4. FADING OF CONCEPTUAL BELIEFS IN SOCIAL CONCEPTS

Even given the above argument about the acquisition, pervasiveness, and importance of conceptual beliefs, we must also clarify that it is possible for the strength to which the beliefs were held and conveyed meaning to individuals and groups to diminish over time. Members of religious groups are known to share norms, rules about what is moral and immoral, and expectations that most of them may have learned during childhood. For example, in Western countries, teachings within Christianity about a blessed future may have been so powerful that some people chose to adhere to the norms and rules even if they had to accept monetary losses and other deprivations. And perhaps more powerful than that, some believers seem to have been driven by a different motive grounded in what they understood as a deeper truth, for example, doing works of charity. Other religions include comparable conceptual beliefs reflected in their teachings and recommendations for how to live and be in relationships with others.

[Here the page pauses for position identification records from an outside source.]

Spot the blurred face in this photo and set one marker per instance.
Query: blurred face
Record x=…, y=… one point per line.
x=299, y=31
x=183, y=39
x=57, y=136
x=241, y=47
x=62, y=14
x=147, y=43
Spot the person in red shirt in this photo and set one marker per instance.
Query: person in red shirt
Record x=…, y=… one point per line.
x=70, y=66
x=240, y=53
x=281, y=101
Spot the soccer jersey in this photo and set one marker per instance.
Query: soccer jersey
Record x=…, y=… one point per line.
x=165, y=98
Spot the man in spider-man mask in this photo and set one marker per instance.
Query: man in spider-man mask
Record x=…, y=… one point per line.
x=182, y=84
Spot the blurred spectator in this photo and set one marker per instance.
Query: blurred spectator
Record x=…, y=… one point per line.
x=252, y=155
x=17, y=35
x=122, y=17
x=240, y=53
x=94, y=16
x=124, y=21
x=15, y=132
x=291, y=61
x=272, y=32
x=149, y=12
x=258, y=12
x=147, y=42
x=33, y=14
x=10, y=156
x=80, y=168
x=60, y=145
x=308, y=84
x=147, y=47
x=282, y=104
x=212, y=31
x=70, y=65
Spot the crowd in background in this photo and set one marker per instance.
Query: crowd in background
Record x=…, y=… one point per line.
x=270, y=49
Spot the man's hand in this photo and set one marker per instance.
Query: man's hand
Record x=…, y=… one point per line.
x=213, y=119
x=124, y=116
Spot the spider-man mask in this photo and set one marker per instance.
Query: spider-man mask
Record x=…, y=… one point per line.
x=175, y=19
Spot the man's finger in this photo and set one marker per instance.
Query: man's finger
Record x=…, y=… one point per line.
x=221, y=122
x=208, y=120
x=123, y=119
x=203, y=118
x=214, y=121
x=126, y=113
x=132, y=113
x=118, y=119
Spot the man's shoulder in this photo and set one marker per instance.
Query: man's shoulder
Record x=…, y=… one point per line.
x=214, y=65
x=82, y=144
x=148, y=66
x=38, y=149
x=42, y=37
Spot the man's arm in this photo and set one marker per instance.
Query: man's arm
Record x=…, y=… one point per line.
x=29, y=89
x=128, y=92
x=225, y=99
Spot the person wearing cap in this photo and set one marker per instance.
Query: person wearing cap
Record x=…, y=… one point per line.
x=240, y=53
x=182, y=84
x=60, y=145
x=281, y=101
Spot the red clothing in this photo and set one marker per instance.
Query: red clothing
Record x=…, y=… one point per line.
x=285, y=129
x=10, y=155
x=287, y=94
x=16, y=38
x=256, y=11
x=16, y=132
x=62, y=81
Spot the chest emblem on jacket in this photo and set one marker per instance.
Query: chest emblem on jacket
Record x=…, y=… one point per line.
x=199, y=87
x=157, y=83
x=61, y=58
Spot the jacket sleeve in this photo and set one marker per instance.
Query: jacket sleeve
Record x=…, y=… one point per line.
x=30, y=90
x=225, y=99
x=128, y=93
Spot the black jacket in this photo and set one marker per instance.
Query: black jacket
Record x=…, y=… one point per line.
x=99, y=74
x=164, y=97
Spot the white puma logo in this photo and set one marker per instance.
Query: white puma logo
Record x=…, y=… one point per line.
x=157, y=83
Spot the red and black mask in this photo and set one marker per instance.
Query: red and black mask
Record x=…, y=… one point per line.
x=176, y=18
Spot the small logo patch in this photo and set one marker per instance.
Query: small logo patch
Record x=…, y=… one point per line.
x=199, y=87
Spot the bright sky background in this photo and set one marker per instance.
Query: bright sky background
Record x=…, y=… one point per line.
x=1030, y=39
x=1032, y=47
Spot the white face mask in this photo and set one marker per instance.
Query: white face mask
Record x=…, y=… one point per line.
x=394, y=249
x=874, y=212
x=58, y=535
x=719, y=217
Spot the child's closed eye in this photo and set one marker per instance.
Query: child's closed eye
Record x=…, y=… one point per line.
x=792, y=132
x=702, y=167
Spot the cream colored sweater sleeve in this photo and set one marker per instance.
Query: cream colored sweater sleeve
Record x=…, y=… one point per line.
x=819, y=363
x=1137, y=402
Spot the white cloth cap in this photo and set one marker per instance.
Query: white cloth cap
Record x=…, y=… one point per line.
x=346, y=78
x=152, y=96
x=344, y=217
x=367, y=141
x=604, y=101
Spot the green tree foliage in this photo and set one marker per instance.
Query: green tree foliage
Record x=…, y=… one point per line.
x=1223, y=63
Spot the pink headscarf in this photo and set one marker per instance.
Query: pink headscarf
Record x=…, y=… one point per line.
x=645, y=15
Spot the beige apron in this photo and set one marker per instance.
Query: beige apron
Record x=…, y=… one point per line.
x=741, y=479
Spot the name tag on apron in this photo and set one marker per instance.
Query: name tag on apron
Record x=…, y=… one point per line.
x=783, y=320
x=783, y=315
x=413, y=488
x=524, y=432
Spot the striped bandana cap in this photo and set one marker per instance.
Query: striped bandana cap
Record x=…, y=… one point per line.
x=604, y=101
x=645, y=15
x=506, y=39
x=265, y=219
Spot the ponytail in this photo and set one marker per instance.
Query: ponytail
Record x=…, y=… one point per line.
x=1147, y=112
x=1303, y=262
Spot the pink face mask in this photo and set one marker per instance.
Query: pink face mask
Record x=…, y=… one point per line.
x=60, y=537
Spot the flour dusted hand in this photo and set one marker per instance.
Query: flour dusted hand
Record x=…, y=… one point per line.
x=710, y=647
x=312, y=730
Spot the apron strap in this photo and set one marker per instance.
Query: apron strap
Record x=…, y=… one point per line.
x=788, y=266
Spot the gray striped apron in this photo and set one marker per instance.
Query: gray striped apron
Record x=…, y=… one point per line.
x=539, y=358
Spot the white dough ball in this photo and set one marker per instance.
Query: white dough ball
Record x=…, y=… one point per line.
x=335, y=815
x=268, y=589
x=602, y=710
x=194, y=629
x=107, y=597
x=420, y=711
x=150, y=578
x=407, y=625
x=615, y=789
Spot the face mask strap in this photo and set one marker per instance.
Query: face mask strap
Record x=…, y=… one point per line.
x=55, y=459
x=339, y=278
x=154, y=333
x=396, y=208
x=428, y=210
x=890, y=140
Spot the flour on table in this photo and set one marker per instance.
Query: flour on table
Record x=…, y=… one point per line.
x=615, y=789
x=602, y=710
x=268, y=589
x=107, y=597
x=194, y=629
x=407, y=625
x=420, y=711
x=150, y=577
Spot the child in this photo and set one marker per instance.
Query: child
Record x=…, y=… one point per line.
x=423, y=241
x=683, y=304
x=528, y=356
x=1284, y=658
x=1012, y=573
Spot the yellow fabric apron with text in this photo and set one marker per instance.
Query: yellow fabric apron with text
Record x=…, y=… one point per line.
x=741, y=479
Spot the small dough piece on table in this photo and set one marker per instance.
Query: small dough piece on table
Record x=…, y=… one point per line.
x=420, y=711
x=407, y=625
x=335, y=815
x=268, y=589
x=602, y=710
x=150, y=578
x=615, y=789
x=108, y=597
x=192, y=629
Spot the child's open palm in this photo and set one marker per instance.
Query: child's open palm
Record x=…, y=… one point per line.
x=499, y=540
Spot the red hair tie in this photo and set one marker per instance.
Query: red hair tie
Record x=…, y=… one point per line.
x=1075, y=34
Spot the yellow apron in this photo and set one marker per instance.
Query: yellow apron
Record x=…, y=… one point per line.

Nevertheless, a person's conceptual beliefs may change over his or her lifetime because as people age, they may attribute different meanings to the same words or concepts (Knäuper et al., 2016). Conceptual beliefs of the kind described here, including promises of a future state of affairs, can be expected to lose their credibility as soon as competing claims are made by other faith groups and are appraised as more salient (Sharot et al., 2023). Due to a reduced strength of such beliefs and an associated loss of social coherence, faith communities may be in danger of dissolving. This has been happening with increased frequency in Christian churches in Western Europe and North America in recent years. Nevertheless, the development of an interior life or practice of prayer may still be serving as psychological “capital” for increased resilience and coping in, for example, the Christian‐orthodox refugees from the war in Ukraine (Oviedo et al., 2022). Meanwhile, believing that the future will provide a world in which all people live together in peace or that humans will succeed in reconciling a strong economy and a sustainable ecology seems to weaken. In addition, contrary beliefs in the benefit or harm of the development of artificial intelligence are apparent.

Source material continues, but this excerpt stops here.